In sewing, elastic is a notion which is sold in narrow strips and generally serves to increase the ability of garment to stretch, either to accommodate movement or to make the garment suitable for wearers of many different physical sizes. Elastic comes in four forms of construction, each with costs and benefits. The component which performs the actual stretching is made of either rubber or a synthetic material such as spandex; this stretching component is then covered with polyester, cotton, nylon, or a combination of these or other fibers which allow it to be attached to clothing.
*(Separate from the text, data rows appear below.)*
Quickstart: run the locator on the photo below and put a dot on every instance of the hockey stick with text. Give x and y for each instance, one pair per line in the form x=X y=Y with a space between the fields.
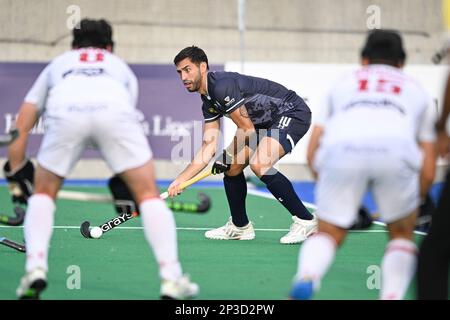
x=122 y=218
x=16 y=220
x=12 y=244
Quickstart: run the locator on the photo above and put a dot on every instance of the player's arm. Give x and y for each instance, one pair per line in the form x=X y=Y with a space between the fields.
x=428 y=170
x=28 y=115
x=443 y=140
x=313 y=145
x=245 y=133
x=427 y=143
x=211 y=131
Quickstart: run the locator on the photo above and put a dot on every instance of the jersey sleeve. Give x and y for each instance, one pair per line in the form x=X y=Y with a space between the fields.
x=426 y=132
x=209 y=113
x=228 y=96
x=37 y=95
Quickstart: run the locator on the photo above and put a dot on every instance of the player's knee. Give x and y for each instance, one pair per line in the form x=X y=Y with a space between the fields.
x=259 y=169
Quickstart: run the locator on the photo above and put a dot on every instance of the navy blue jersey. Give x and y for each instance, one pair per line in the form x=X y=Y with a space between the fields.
x=265 y=100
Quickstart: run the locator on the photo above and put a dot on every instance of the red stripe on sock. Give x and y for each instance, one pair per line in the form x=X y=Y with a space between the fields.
x=401 y=248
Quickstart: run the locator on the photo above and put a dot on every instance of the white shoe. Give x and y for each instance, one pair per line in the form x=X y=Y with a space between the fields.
x=32 y=284
x=179 y=289
x=230 y=232
x=300 y=230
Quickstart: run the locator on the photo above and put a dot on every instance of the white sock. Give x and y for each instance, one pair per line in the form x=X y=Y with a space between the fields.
x=397 y=268
x=315 y=257
x=160 y=231
x=38 y=229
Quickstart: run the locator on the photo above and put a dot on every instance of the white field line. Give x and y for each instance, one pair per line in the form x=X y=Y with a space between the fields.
x=191 y=229
x=268 y=195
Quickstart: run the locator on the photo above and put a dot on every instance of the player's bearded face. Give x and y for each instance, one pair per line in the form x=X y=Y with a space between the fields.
x=195 y=81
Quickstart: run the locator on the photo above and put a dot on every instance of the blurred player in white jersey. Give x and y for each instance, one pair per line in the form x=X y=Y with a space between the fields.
x=375 y=132
x=88 y=96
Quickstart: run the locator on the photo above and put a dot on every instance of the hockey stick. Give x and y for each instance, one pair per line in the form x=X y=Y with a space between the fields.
x=112 y=223
x=12 y=244
x=17 y=220
x=6 y=139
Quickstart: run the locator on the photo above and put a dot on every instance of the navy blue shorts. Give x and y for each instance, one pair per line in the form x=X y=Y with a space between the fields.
x=287 y=130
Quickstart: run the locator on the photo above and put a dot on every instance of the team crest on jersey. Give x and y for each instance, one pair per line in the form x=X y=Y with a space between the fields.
x=228 y=101
x=284 y=122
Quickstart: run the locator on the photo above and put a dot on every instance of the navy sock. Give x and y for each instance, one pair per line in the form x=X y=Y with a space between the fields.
x=236 y=191
x=283 y=191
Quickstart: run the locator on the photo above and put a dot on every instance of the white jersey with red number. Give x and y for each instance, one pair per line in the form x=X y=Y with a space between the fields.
x=377 y=103
x=83 y=78
x=88 y=97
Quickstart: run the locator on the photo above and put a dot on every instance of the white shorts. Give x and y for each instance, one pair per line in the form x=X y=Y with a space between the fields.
x=345 y=174
x=118 y=135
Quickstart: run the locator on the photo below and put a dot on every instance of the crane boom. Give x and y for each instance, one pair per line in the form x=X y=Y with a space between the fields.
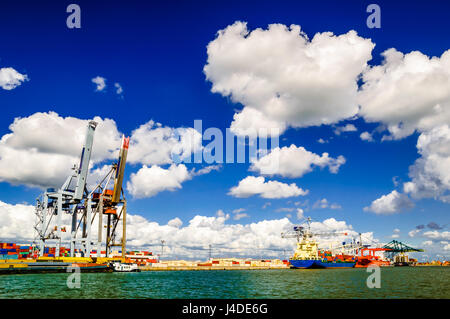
x=118 y=179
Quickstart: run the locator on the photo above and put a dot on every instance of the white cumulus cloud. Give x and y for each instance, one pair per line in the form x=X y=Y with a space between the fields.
x=294 y=162
x=390 y=203
x=285 y=79
x=252 y=185
x=42 y=148
x=149 y=181
x=154 y=144
x=100 y=83
x=407 y=92
x=10 y=78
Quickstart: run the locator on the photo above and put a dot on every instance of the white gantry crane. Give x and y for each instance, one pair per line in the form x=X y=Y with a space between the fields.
x=82 y=206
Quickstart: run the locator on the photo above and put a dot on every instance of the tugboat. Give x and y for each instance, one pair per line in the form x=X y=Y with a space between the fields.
x=125 y=267
x=307 y=254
High-quality elastic is able to be stretched to twice its original length and then return to its unflexed state without showing appreciable wear.

==Types==
Elastics may be either braided, knitted, woven, or transparent.

===Braided===
Braided elastic, the most common form of elastic, becomes more narrow as it stretches. Stitching or piercing this kind of elastic causes it to quickly lose its ability to return to its original shape (a ball-point sewing needle will minimize this damage). It has distinct parallel ribs along its surface, and is used for hems, swimwear, and leg bands.

===Knitted elastic===
Knitted elastic is considered soft, lightweight, and quite strong. It does not narrow when stretched, and piercing it with a needle does not affect its ability to return to its original shape. It is considered practical for lightweight fabrics. Knitted elastic may be used to create "fold-over elastic", also called "FOE", which has a strip down its center made of weaker material. This strip allows the elastic to be folded in half along its length, making it useful for finishing the edges of garments.

===Woven elastic===
Woven elastic, also called non-roll elastic, is very strong, and is firmer, thicker, and more shrink-resistant than other forms of elastic. It is used for items such as upholstery and car covers. It has both crosswise and lengthwise ribs, making it resemble a window pane. It does not narrow when stretched nor is it affected by being pierced, and its structure keeps it from rolling or folding when under stress.

===Transparent elastic===
Transparent elastic is actually transparent polyurethane and it is not braided, knitted, or woven. It can stretch to three or four times its original length with complete recovery to its former shape.

==Content==
Rubber is made of latex, and today some elastics are made without rubber, particularly those used in the medical fields. The most common elastics, however, are made from latex-based rubber and polyester fibers— these forms tend to hold up well to being worn and washed regularly. Elastics made with nylon tend to have a soft luster to them, and are used for lingerie and some swimwear. They do not tolerate high heat, and should not be exposed to high temperatures inside a dryer. Other elastics are made with cotton, which tends to shrink slightly after being worn and washed but is very versatile and is an all-natural alternative to man-made fibers.